Lo fundamental era sobrevivir, dice Fructuoso Miaja, después de haber pasado muchas penalidades en la cárcel, y fue lo que me propuse a mi llegada a Ceuta. Me hice a la idea de que iba estar sometido a vigilancia, porque mi libertad se debía a un indulto y las autoridades no se fiaban de mí. Puesto que había pertenecido a la CNT y me había pasado, en plena guerra, a la zona de los otros. Así que tenía más que asumido que nunca dejaría de ofrecer serias dudas para el régimen gobernante.
Llegué a Ceuta y muy pronto me percaté de que nadie me conocía y quien sabía de mí se hacía el distraido. Y es que mucha gente había optado por olvidar las consecuencias generadas por lo ocurrido. Era un mundo de ruinas donde todo el mundo trataba de salir adelante. Aunque todavía existían personas convencidas de que era posible acabar con la dictadura.
Las cartillas de racionamiento, poco tiempo después de mi regreso, desaparecieron y se impuso el trabajar cuanto más mejor. Surgió el pluriempleo como una necesidad primordial para poder vivir mejor, y sobre todo para comer mejor. Los periódicos no cesaban de contarnos cómo los turistas inundaban España, convencidos de que aquí encontrarían playas vírgenes, sol a raudales y una seguridad a prueba de policías con atribuciones fuera de lo común. Garantizada la ley y el orden, los extranjeros pensaban que nuestro país era una bicoca.

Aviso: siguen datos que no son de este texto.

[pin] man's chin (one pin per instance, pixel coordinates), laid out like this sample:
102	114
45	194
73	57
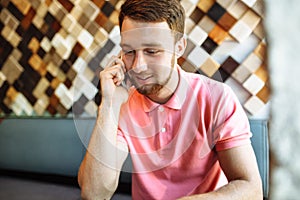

La Iglesia se escandalizaba y ponía el grito en el cielo, debido a las libertades que se permitían aquellas nórdicas desvestidas que iban minando la moral de los hombres y abrían los ojos de las recatadas mujeres españolas. Pero la divisa era la divisa... y los gobernantes hacían la vista gorda. La gente rezaba mucho y los templos se llenaban durante la misa de doce. De pronto sucedió algo que se veía venir: Franco recibió el espaldarazo de los americanos y los embajadores, que habían puesto tierra de por medio en 1946, regresaron haciéndoles carantoñas a los franquistas. Todo ello ocurría en los años cincuenta; años en los que yo estaba aprendiendo a vivir nuevamente.
En ese tiempo, a mí todo me parecía extraño. Aunque, la verdad sea dicha, yo comencé a disfrutar de la vida. Cierto es que hube de adaptarme a las circunstancias. No quedaba otra. Entre otras razones, porque mi madre merecía ya que mi existencia fuera causa de alegría y no de disgustos continuos. No obstante, las cosas no son nunca como uno piensa y desea. Y, en mi caso, la situación no tenía por qué ser distinta. Cierto es que tuve la suerte de quedarme en Ceuta, evitando el destierro y, además, me permitieron trabajar. Sin embargo, yo veía cómo los particularismos y los prejuicios me acechaban a cada paso. Pero puse todo el empeño del mundo en mantenerme de pie. Que es la única verdad absoluta.
Cicatrizadas las más evidentes heridas de la guerra, la alegría era patente como una necesidad personal y colectiva. La gente volvió a bailar, a cantar, a reír... En suma: aprendimos a sobrevivir, procurando olvidarnos de los miedos y de los días en los cuales todo parecía condenado al desastre y la muerte se paseaba por las calles.